Des astuces pour recaser les sortants

Chez AXA, on a adopté une autre stratégie, profiter de la mise en place des CSE pour créer en parallèle… de nouveaux mandats : des délégués syndicaux supplémentaires, des coordinateurs syndicaux, des représentants syndicaux, ainsi que 120 « représentants de proximité », dont plus des deux tiers ne sont pas élus par les salariés mais désignés par le CSE. Cette solution est souvent adoptée par les entreprises sous pression des syndicats. « Ils poussent à la création de mandats désignatifs, à la fois pour répondre à un authentique besoin de proximité, mais aussi pour contrebalancer la réduction du nombre de mandats électifs », constate Céline Châtelier.

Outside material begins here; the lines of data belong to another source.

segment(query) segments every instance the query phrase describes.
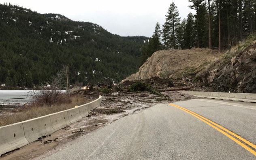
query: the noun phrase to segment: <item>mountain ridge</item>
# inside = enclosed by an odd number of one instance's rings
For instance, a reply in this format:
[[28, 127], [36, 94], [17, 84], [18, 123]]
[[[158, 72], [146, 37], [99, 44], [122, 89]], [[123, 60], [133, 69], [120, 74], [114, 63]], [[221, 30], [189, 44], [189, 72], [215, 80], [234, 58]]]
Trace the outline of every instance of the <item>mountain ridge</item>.
[[0, 83], [10, 87], [45, 84], [63, 65], [71, 84], [118, 82], [138, 69], [148, 39], [15, 5], [0, 4]]

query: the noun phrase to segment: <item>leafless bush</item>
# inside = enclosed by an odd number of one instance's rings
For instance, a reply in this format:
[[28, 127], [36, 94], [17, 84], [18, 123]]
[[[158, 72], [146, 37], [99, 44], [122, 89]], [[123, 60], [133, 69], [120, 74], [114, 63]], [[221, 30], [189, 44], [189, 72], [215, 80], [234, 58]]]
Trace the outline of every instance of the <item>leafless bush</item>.
[[50, 105], [55, 103], [70, 102], [70, 99], [66, 98], [66, 95], [60, 90], [65, 83], [65, 71], [62, 69], [48, 82], [50, 88], [48, 88], [42, 85], [39, 92], [34, 92], [34, 103], [39, 105]]

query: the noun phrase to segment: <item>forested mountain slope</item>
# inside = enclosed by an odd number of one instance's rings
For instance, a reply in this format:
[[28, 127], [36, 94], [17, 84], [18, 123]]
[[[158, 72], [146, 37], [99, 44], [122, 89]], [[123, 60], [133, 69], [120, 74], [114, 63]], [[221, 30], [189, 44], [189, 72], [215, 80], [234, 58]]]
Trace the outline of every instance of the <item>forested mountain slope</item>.
[[118, 81], [139, 66], [143, 36], [122, 37], [98, 25], [0, 4], [0, 83], [32, 87], [64, 65], [70, 82]]

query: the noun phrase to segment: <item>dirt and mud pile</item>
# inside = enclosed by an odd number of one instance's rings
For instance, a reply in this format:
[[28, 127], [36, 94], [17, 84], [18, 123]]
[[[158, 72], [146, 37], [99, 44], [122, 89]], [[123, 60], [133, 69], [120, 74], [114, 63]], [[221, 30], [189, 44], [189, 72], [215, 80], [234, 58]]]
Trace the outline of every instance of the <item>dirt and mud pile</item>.
[[256, 93], [256, 41], [227, 52], [200, 79], [213, 91]]
[[199, 74], [209, 64], [218, 59], [220, 54], [208, 49], [169, 50], [154, 53], [136, 73], [126, 80], [141, 80], [158, 77], [180, 78]]

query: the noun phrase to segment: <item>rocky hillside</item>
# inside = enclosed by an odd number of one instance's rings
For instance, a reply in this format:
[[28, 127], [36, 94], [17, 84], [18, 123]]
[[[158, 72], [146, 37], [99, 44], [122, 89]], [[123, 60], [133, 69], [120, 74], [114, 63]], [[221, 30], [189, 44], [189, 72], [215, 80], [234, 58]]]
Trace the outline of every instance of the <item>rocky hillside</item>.
[[215, 91], [256, 93], [255, 37], [233, 48], [202, 74], [202, 84]]
[[220, 54], [207, 49], [169, 50], [157, 51], [136, 73], [123, 82], [141, 80], [155, 77], [180, 79], [201, 75], [207, 66], [218, 60]]

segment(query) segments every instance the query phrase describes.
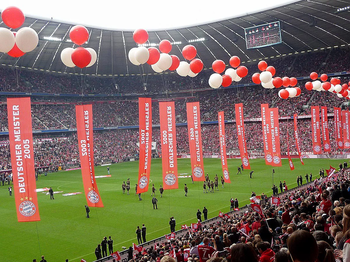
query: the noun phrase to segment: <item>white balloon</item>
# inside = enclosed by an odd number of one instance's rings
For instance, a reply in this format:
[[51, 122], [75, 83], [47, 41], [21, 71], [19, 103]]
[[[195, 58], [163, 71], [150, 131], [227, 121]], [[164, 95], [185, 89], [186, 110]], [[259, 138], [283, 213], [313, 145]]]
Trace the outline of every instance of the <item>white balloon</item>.
[[342, 86], [340, 85], [336, 85], [334, 86], [334, 91], [337, 93], [341, 91], [342, 89]]
[[138, 61], [135, 57], [135, 54], [136, 52], [136, 50], [137, 50], [137, 47], [134, 47], [130, 49], [130, 51], [129, 51], [129, 53], [128, 54], [128, 56], [129, 57], [129, 60], [130, 60], [130, 62], [135, 65], [139, 65], [141, 63]]
[[89, 67], [93, 65], [96, 63], [96, 60], [97, 60], [97, 54], [96, 53], [96, 51], [95, 51], [94, 49], [91, 47], [86, 48], [86, 49], [91, 54], [91, 62], [86, 66], [87, 67]]
[[15, 35], [10, 30], [0, 27], [0, 52], [7, 53], [15, 45]]
[[312, 82], [312, 89], [314, 90], [317, 90], [317, 89], [320, 89], [320, 88], [321, 87], [322, 83], [321, 81], [318, 80], [316, 80], [316, 81], [314, 81]]
[[239, 82], [242, 79], [242, 78], [240, 77], [239, 77], [237, 75], [236, 77], [236, 78], [233, 79], [233, 81], [235, 82]]
[[193, 72], [191, 71], [190, 68], [190, 72], [188, 72], [188, 76], [191, 77], [196, 77], [197, 75], [199, 73], [197, 73], [197, 74], [195, 74]]
[[[148, 60], [148, 58], [147, 60]], [[165, 71], [169, 69], [169, 68], [172, 66], [172, 64], [173, 64], [173, 59], [170, 55], [165, 53], [162, 53], [160, 54], [159, 60], [155, 64], [160, 69]]]
[[135, 52], [135, 58], [141, 64], [145, 64], [149, 58], [149, 52], [145, 46], [139, 46]]
[[155, 72], [161, 73], [163, 72], [163, 70], [158, 67], [155, 64], [151, 65], [151, 66], [152, 67], [152, 69]]
[[62, 50], [61, 52], [61, 60], [66, 66], [69, 67], [74, 67], [75, 66], [75, 65], [72, 61], [72, 53], [74, 51], [74, 48], [67, 47]]
[[16, 44], [20, 50], [24, 53], [34, 50], [39, 43], [38, 34], [30, 27], [22, 27], [21, 28], [15, 37]]
[[220, 74], [215, 73], [209, 78], [209, 82], [214, 86], [218, 87], [222, 83], [222, 77]]
[[187, 77], [190, 72], [190, 64], [186, 61], [182, 61], [176, 68], [176, 72], [181, 77]]
[[233, 68], [228, 68], [225, 71], [225, 74], [228, 75], [231, 77], [232, 81], [234, 80], [237, 77], [237, 72], [236, 69]]
[[264, 71], [260, 73], [259, 78], [263, 83], [268, 83], [272, 78], [272, 74], [268, 71]]

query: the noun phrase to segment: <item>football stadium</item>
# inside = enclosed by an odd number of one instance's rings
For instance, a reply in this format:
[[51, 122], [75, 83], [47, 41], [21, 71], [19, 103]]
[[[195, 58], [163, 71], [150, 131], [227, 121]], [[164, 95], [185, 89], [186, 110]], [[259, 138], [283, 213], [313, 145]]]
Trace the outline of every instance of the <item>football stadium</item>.
[[350, 262], [350, 2], [92, 3], [0, 2], [0, 261]]

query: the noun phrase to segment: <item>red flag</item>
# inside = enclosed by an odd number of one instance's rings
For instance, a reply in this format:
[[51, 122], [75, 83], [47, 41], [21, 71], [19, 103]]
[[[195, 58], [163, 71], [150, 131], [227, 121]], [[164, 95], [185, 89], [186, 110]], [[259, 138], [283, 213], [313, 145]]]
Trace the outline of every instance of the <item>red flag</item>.
[[262, 212], [262, 209], [261, 209], [261, 207], [260, 205], [257, 205], [256, 204], [250, 204], [250, 205], [252, 207], [252, 209], [253, 209], [253, 211], [257, 212], [263, 217], [264, 216], [264, 213]]
[[199, 102], [187, 103], [187, 128], [194, 181], [204, 181], [203, 149], [202, 145]]
[[92, 131], [92, 105], [75, 106], [78, 144], [82, 176], [88, 205], [103, 208], [95, 179]]
[[226, 156], [226, 141], [225, 137], [225, 121], [224, 111], [220, 111], [218, 113], [219, 123], [219, 140], [220, 143], [220, 152], [221, 156], [221, 166], [222, 167], [222, 174], [225, 183], [231, 183], [227, 166], [227, 158]]
[[279, 197], [272, 197], [271, 198], [271, 204], [279, 205], [281, 203], [281, 199]]
[[137, 194], [147, 192], [152, 157], [152, 104], [151, 99], [139, 97], [140, 161]]
[[320, 128], [320, 107], [311, 107], [312, 148], [315, 155], [321, 154], [321, 132]]
[[119, 254], [119, 251], [115, 251], [111, 254], [111, 255], [113, 257], [113, 258], [115, 259], [117, 261], [119, 261], [121, 259], [120, 257], [120, 255]]
[[304, 161], [303, 161], [303, 158], [301, 156], [300, 147], [299, 145], [299, 134], [298, 132], [298, 126], [297, 124], [298, 118], [298, 115], [296, 114], [294, 114], [293, 118], [294, 119], [294, 134], [295, 138], [295, 146], [296, 147], [296, 150], [298, 151], [298, 154], [299, 155], [299, 158], [300, 159], [301, 164], [304, 165]]
[[10, 152], [17, 220], [18, 222], [39, 221], [30, 98], [8, 98], [7, 101]]
[[236, 104], [234, 111], [236, 116], [236, 126], [237, 129], [237, 138], [238, 140], [239, 153], [240, 154], [242, 164], [246, 169], [250, 169], [249, 158], [247, 151], [245, 140], [245, 131], [244, 130], [244, 121], [243, 113], [243, 104]]
[[142, 251], [142, 247], [139, 247], [134, 243], [132, 243], [133, 246], [134, 247], [134, 250], [136, 250], [138, 252], [141, 252]]
[[322, 141], [323, 144], [323, 151], [330, 152], [330, 143], [328, 129], [328, 116], [327, 107], [321, 107], [321, 120], [322, 121]]
[[163, 188], [178, 188], [175, 127], [175, 103], [159, 103]]
[[350, 130], [349, 130], [349, 118], [350, 112], [348, 111], [342, 111], [342, 118], [343, 122], [343, 141], [344, 148], [350, 148]]
[[338, 149], [343, 148], [343, 127], [342, 124], [342, 109], [334, 107], [334, 136]]
[[242, 226], [239, 228], [238, 231], [242, 234], [245, 235], [247, 238], [250, 238], [248, 235], [249, 232], [251, 231], [251, 229], [249, 227], [249, 225], [247, 223], [244, 224]]

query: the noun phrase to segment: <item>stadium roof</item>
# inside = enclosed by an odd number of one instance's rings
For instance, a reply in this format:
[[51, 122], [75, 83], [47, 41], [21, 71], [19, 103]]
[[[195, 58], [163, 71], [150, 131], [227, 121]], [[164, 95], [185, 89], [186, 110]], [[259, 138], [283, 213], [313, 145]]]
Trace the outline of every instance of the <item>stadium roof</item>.
[[[216, 59], [227, 64], [230, 58], [234, 55], [248, 62], [320, 48], [343, 46], [350, 44], [350, 9], [337, 11], [347, 5], [338, 0], [303, 0], [219, 22], [179, 29], [149, 31], [147, 43], [157, 44], [163, 39], [181, 42], [173, 45], [170, 54], [184, 60], [180, 50], [189, 41], [196, 46], [198, 56], [207, 68], [211, 67]], [[247, 50], [244, 29], [277, 21], [281, 23], [282, 43]], [[38, 32], [39, 45], [20, 58], [17, 65], [38, 70], [80, 73], [79, 68], [76, 68], [75, 71], [66, 68], [60, 56], [63, 49], [74, 46], [67, 40], [69, 40], [69, 30], [74, 25], [26, 17], [23, 26], [30, 26]], [[1, 26], [5, 26], [2, 22]], [[136, 46], [132, 31], [90, 27], [88, 30], [90, 34], [88, 43], [83, 46], [93, 48], [98, 59], [94, 65], [87, 68], [87, 74], [108, 76], [142, 72], [142, 68], [140, 71], [139, 67], [127, 58], [129, 50]], [[52, 38], [48, 40], [45, 38], [47, 37]], [[203, 38], [204, 41], [191, 41]], [[0, 64], [14, 65], [15, 63], [15, 59], [7, 54], [0, 55]], [[143, 68], [145, 73], [154, 73], [152, 68], [149, 71], [147, 64]], [[83, 72], [85, 73], [85, 69]]]

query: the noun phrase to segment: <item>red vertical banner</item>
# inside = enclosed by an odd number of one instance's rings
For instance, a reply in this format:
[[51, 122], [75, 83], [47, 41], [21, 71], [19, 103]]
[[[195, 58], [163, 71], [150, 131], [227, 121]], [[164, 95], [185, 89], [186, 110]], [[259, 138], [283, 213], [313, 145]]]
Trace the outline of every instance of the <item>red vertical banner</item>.
[[311, 107], [311, 138], [314, 154], [318, 154], [321, 150], [321, 131], [320, 126], [320, 107]]
[[13, 193], [18, 222], [40, 221], [34, 168], [30, 97], [7, 99]]
[[261, 104], [261, 124], [262, 126], [262, 138], [265, 163], [271, 165], [272, 156], [271, 151], [271, 133], [270, 133], [270, 109], [268, 104]]
[[159, 115], [163, 188], [164, 189], [178, 188], [175, 103], [160, 102]]
[[297, 124], [297, 118], [298, 116], [296, 114], [294, 114], [293, 116], [294, 119], [294, 135], [295, 138], [295, 146], [296, 147], [296, 151], [298, 152], [298, 155], [299, 155], [299, 158], [300, 159], [300, 162], [301, 162], [302, 165], [304, 165], [304, 161], [303, 161], [303, 158], [301, 156], [301, 151], [300, 151], [300, 147], [299, 145], [299, 133], [298, 132], [298, 125]]
[[321, 107], [321, 121], [322, 124], [322, 142], [323, 144], [323, 151], [325, 152], [330, 152], [330, 143], [329, 142], [329, 133], [328, 129], [327, 107]]
[[243, 112], [243, 104], [234, 105], [234, 111], [236, 116], [236, 126], [237, 129], [237, 138], [238, 140], [239, 153], [240, 154], [242, 164], [246, 169], [250, 169], [249, 158], [247, 151], [247, 145], [245, 141], [245, 131], [244, 130], [244, 116]]
[[281, 145], [280, 141], [280, 128], [278, 122], [278, 109], [270, 109], [270, 133], [271, 134], [271, 151], [272, 153], [271, 166], [281, 167]]
[[218, 113], [219, 123], [219, 140], [220, 143], [220, 152], [221, 156], [221, 166], [222, 174], [225, 183], [231, 183], [229, 168], [227, 166], [227, 157], [226, 155], [226, 141], [225, 137], [225, 118], [224, 111]]
[[139, 98], [140, 162], [137, 194], [147, 192], [152, 157], [152, 104], [150, 98]]
[[334, 107], [334, 136], [337, 141], [338, 149], [343, 148], [343, 127], [342, 121], [342, 109], [340, 107]]
[[103, 208], [95, 179], [92, 131], [92, 105], [75, 106], [78, 145], [84, 191], [88, 205]]
[[204, 181], [205, 179], [203, 165], [199, 102], [187, 103], [186, 107], [192, 177], [194, 181]]
[[349, 118], [350, 112], [348, 111], [342, 111], [342, 118], [343, 122], [343, 141], [344, 143], [344, 148], [350, 148], [350, 133], [349, 130]]

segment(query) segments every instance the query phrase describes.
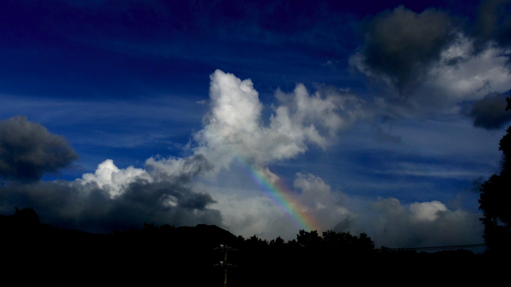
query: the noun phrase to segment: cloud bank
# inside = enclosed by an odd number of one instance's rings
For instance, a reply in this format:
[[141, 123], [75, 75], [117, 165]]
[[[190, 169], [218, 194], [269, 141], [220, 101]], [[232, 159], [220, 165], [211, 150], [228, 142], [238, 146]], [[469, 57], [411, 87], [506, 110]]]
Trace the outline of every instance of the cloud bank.
[[[5, 176], [33, 180], [0, 187], [0, 211], [8, 214], [14, 206], [30, 207], [44, 222], [93, 232], [139, 228], [144, 223], [205, 223], [244, 236], [292, 239], [297, 226], [282, 203], [243, 173], [258, 171], [269, 182], [282, 180], [270, 170], [272, 164], [311, 147], [328, 149], [342, 131], [370, 118], [373, 112], [356, 94], [332, 87], [311, 93], [298, 84], [290, 93], [277, 90], [274, 95], [276, 104], [265, 107], [250, 80], [217, 70], [211, 76], [210, 110], [203, 128], [193, 135], [189, 156], [152, 157], [143, 168], [119, 168], [107, 159], [94, 173], [71, 181], [36, 180], [76, 158], [63, 138], [22, 117], [3, 121], [2, 128], [10, 131], [2, 133], [3, 149], [43, 151], [24, 152], [31, 155], [24, 168], [37, 172], [3, 171]], [[263, 116], [265, 109], [271, 110], [267, 118]], [[35, 142], [34, 136], [51, 148], [31, 148], [27, 142]], [[56, 150], [65, 160], [52, 160]], [[4, 165], [17, 166], [3, 157]], [[243, 170], [241, 161], [246, 165]], [[237, 185], [222, 185], [238, 178]], [[460, 238], [472, 244], [480, 239], [477, 214], [450, 209], [438, 201], [407, 205], [393, 198], [357, 199], [332, 189], [310, 172], [296, 174], [289, 189], [295, 208], [315, 219], [320, 231], [366, 232], [377, 244], [390, 247], [456, 244]]]
[[0, 121], [0, 178], [21, 181], [38, 180], [78, 158], [62, 136], [14, 116]]

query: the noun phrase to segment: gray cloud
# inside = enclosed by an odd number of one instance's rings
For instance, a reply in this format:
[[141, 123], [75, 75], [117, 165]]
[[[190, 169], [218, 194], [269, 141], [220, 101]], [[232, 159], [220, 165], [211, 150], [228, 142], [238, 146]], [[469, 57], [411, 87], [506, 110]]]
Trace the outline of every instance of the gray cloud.
[[384, 78], [405, 95], [453, 39], [451, 22], [447, 13], [433, 9], [417, 14], [400, 6], [382, 12], [369, 23], [365, 44], [352, 64], [368, 75]]
[[0, 177], [24, 181], [40, 179], [78, 158], [64, 137], [16, 116], [0, 121]]
[[499, 93], [492, 93], [474, 103], [468, 113], [474, 125], [494, 130], [502, 128], [511, 121], [511, 112], [505, 111], [505, 98]]
[[511, 44], [511, 1], [482, 1], [478, 11], [475, 30], [482, 42], [494, 40], [500, 45]]
[[139, 228], [144, 223], [179, 226], [199, 223], [222, 226], [220, 211], [207, 208], [211, 196], [179, 182], [131, 182], [112, 197], [97, 184], [37, 182], [0, 188], [0, 212], [30, 207], [44, 223], [94, 232]]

A la Maif, le nombre de mandats d’élus au CSE a été divisé par deux, mais 122 mandats de représentants de proximité désignés parmi les salariés ont été créés. Chez Airbus, on appelle ces mandatés de proximité désignés par les organisations syndicales « représentants de la vie sociale ». Leur nombre est proportionnel aux effectifs de l’établissement. Air France a créé 256 mandats de représentants de proximité, eux aussi désignés par les syndicats.

Ces mandats ne compensent pas toujours la réduction des mandats électifs. Tout dépend du nombre d’heures de délégation qui leur sont attribuées. Mais ils atténuent les effets de la réforme. Les auteurs des ordonnances travail avaient eux-mêmes ouvert la porte en donnant un statut à ces représentants de proximité, sans les rendre obligatoires. Dans les entreprises qui en ont les moyens, c’est donc là, essentiellement, que se recasent les recalés du CSE.

Les entreprises se sont plaintes pendant des années qu’il y avait trop d’élus du personnel. Paradoxalement, alors qu’elles ont désormais la possibilité d’en réduire le nombre, elles en rajoutent.